Este trabalho conta com a participação de vasta equipa de investigadores do IPMA, coordenada por um grupo que atua em estreita articulação com o INE. Diversas entidades relevantes – como a Direção-Geral de Política do Mar (DGPM), a DGRM, o Instituto da Conservação da Natureza e das Florestas (ICNF), a Estrutura de Missão para a Extensão da Plataforma Continental (EMEPC), entre outras –, bem como as autoridades regionais competentes das Regiões Autónomas da Madeira e dos Açores, têm colaborado, ativamente, no seu desenvolvimento. A iniciativa conta ainda com o valioso contributo de vários investigadores do meio académico, assegurando uma abordagem técnica e científica robusta.

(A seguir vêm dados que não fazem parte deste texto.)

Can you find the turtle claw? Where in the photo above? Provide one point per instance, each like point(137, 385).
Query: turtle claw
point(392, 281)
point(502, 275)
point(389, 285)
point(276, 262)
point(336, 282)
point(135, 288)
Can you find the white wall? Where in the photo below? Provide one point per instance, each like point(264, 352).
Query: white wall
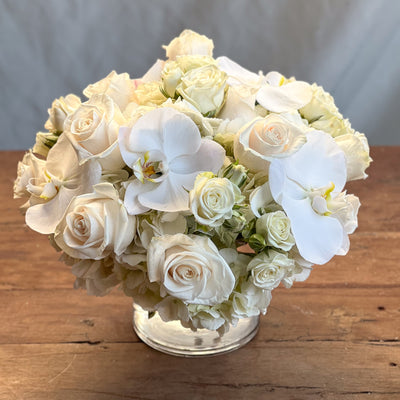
point(49, 48)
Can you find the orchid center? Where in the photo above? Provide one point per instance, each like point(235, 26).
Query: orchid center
point(151, 167)
point(320, 199)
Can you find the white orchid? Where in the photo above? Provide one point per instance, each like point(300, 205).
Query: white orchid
point(272, 91)
point(307, 185)
point(166, 153)
point(63, 178)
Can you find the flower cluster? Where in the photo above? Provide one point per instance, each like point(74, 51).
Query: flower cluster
point(198, 188)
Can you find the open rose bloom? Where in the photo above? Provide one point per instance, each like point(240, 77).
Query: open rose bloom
point(198, 188)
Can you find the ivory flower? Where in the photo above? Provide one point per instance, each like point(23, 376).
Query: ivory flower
point(96, 224)
point(268, 270)
point(166, 152)
point(212, 200)
point(189, 43)
point(93, 131)
point(263, 139)
point(159, 224)
point(307, 185)
point(273, 91)
point(189, 268)
point(356, 149)
point(117, 86)
point(205, 88)
point(250, 300)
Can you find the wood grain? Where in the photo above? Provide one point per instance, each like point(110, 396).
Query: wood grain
point(335, 336)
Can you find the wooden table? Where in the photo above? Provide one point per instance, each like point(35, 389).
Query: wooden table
point(335, 336)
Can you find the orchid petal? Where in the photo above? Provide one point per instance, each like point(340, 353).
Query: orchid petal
point(154, 73)
point(318, 237)
point(44, 218)
point(166, 196)
point(131, 201)
point(318, 168)
point(237, 75)
point(180, 129)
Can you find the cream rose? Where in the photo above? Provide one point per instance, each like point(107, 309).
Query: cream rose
point(118, 86)
point(95, 225)
point(212, 199)
point(149, 94)
point(263, 139)
point(59, 110)
point(250, 300)
point(205, 88)
point(275, 227)
point(93, 131)
point(321, 106)
point(189, 42)
point(267, 271)
point(356, 150)
point(189, 268)
point(322, 113)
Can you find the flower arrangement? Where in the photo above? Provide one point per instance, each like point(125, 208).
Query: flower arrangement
point(198, 188)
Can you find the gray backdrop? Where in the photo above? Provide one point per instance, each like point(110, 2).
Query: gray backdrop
point(49, 48)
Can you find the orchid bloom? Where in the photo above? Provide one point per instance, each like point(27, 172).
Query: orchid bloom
point(308, 186)
point(166, 152)
point(272, 91)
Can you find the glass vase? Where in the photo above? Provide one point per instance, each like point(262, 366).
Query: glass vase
point(172, 338)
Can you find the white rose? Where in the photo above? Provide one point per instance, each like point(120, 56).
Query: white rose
point(250, 300)
point(205, 88)
point(344, 207)
point(212, 199)
point(189, 42)
point(275, 227)
point(173, 71)
point(356, 150)
point(159, 224)
point(59, 110)
point(321, 106)
point(275, 136)
point(31, 179)
point(335, 126)
point(95, 225)
point(93, 131)
point(189, 268)
point(267, 271)
point(118, 86)
point(171, 76)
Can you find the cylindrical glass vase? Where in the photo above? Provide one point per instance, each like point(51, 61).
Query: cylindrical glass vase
point(173, 338)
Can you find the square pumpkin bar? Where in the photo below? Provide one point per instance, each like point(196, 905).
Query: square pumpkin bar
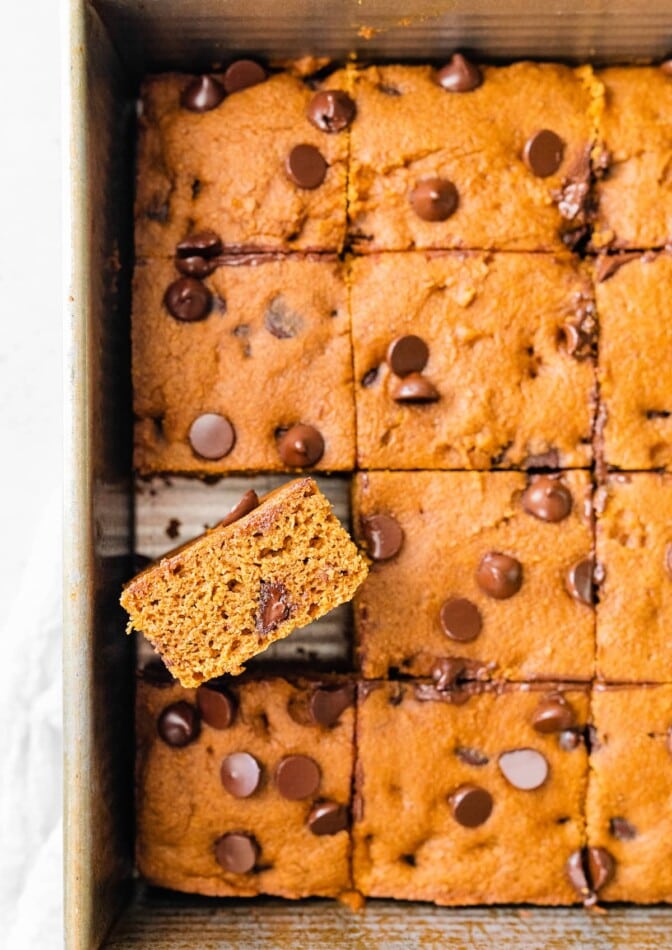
point(477, 575)
point(246, 369)
point(259, 159)
point(469, 157)
point(234, 780)
point(634, 190)
point(634, 557)
point(472, 361)
point(469, 796)
point(628, 814)
point(635, 420)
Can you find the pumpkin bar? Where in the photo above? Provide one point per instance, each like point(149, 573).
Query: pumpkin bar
point(234, 781)
point(469, 796)
point(266, 569)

Portugal mostra, mais uma vez, liderança no desenvolvimento das Contas do Oceano, ao apresentar os resultados para o carbono absorvido pela sua zona marítima, em toneladas e em valor económico. Os dados preliminares evidenciam que o dióxido de carbono (CO2) absorvido, anualmente, pela zona económica exclusiva (ZEE) é de três vezes e meio a meta estabelecida por Portugal para 2045, considerando, essencialmente, florestas e uso do solo.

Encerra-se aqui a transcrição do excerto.